Class identifiers
- Synonyms: Leukotriene modifier; Leukotriene receptor antagonist
- Mechanism of action: • Enzyme inhibition • Receptor antagonism
- Biological target: • Enzymes: 5-LOX; FLAP • Receptors: CysLTRs

Legal status

= Antileukotriene =

Medication class that inhibits leukotriene synthesis and/or activity

An antileukotriene, also known as leukotriene modifier and leukotriene receptor antagonist, is a medication which functions as a leukotriene-related enzyme inhibitor (arachidonate 5-lipoxygenase) or leukotriene receptor antagonist (cysteinyl leukotriene receptors) and consequently opposes the function of these inflammatory mediators; leukotrienes are produced by the immune system and serve to promote bronchoconstriction, inflammation, microvascular permeability, and mucus secretion in asthma and COPD. Leukotriene receptor antagonists are sometimes colloquially referred to as leukasts.

Leukotriene receptor antagonists, such as montelukast, zafirlukast, and pranlukast, and 5-lipoxygenase inhibitors, like zileuton and Hypericum perforatum, can be used to treat these diseases. They are less effective than corticosteroids for treating asthma, but more effective for treating certain mast cell disorders.

==Approaches==
There are two main approaches to block the actions of leukotrienes.

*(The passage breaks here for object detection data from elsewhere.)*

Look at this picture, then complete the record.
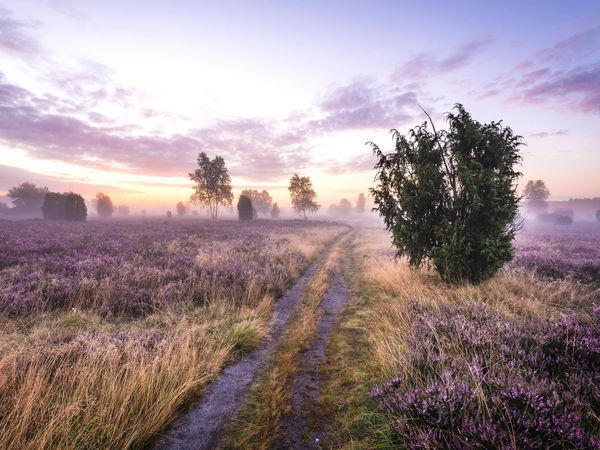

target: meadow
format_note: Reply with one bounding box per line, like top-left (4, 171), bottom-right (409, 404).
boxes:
top-left (322, 223), bottom-right (600, 449)
top-left (0, 219), bottom-right (600, 449)
top-left (0, 219), bottom-right (346, 449)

===Inhibition of the 5-lipoxygenase pathway===

Drugs that inhibit the enzyme 5-lipoxygenase will inhibit the synthetic pathway of leukotriene metabolism; drugs such as MK-886 that block the 5-lipoxygenase activating protein (FLAP) inhibit functioning of 5-lipoxygenase and may help in treating atherosclerosis.

Examples of 5-LOX inhibitors include drugs, such as meclofenamate sodium and zileuton.

Some chemicals found in trace amounts in food, and some dietary supplements, also have been shown to inhibit 5-LOX, such as baicalein, caffeic acid, curcumin, hyperforin and St John's wort.

===Antagonism of cysteinyl-leukotriene type 1 receptors===
Agents such as montelukast and zafirlukast block the actions of cysteinyl leukotrienes at the CysLT1 receptor on target cells such as bronchial smooth muscle via receptor antagonism.

These modifiers have been shown to improve asthma symptoms, reduce asthma exacerbations and limit markers of inflammation such as eosinophil counts in the peripheral blood and bronchoalveolar lavage fluid. This demonstrates that they have anti-inflammatory properties.